Home Automation Use Cases
At 6-8 tokens/second, here’s what’s practical:
Voice Command Parsing: “Turn off the living room lights and set the thermostat to 68” → Parse intent and entities in ~2-3 seconds
Natural Language Responses: Generate conversational responses for a home assistant in 5-10 seconds (40-80 tokens)

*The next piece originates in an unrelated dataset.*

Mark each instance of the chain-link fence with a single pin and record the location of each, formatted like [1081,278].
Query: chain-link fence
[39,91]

Automation Rules: “Create a rule: if motion is detected after 10pm and no one is home, send me an alert” → Translate to Home Assistant YAML or Node-RED flows
Sensor Data Interpretation: Feed temperature, humidity, and energy data to the model for anomaly detection or suggestions
Scene Descriptions: “What’s the current state of the house?” → Generate a natural summary from device states
The 3B Model Trade-off
The llama3.2:3b model runs at 2.65 tok/s—about 3x slower than the 1.5B models. This is still usable for:
- Background processing tasks
- Batch operations (overnight report generation)
- Tasks where quality matters more than speed
For real-time interaction, stick with the 1.5B models.
Power Consumption
The Raspberry Pi 5 + AI HAT+ 2 draws approximately:
- Idle: ~5W
- Inference: ~15-20W peak
Running 24/7 as a home automation brain costs roughly $15-25/year in electricity—far less than cloud API costs for equivalent usage.
Getting Started
- Hardware: Raspberry Pi 5 + AI HAT+ 2
- Software: Install hailo-ollama from Hailo’s repository
- Models: Pull your preferred model via the API:
curl --silent http://localhost:8000/api/pull \
-H 'Content-Type: application/json' \
-d '{ "model": "qwen2:1.5b", "stream": true }'
- Integration: Connect via the Ollama-compatible API at
http://localhost:8000:
curl --silent http://localhost:8000/api/chat \
-H 'Content-Type: application/json' \
-d '{"model": "qwen2:1.5b", "stream": false, "messages": [{"role": "user", "content": "Why is the sky blue?"}]}'
The Ollama API compatibility makes it easy to integrate with Home Assistant, Node-RED, or custom automation scripts.
Conclusion
The Hailo AI HAT+ 2 makes local LLM inference genuinely practical on a Raspberry Pi. At 6-8 tokens/second for 1.5B models, you get:
- Privacy: Your data never leaves your home
- Reliability: No internet dependency
- Cost-effective: One-time purchase, no subscriptions
- Responsive enough: Sub-10-second responses for most tasks
For developers building smart home systems, this is a compelling alternative to cloud APIs—especially for privacy-conscious users or installations without reliable internet.
Next up: integrating this into my Home Assistant setup to see how it performs in practice.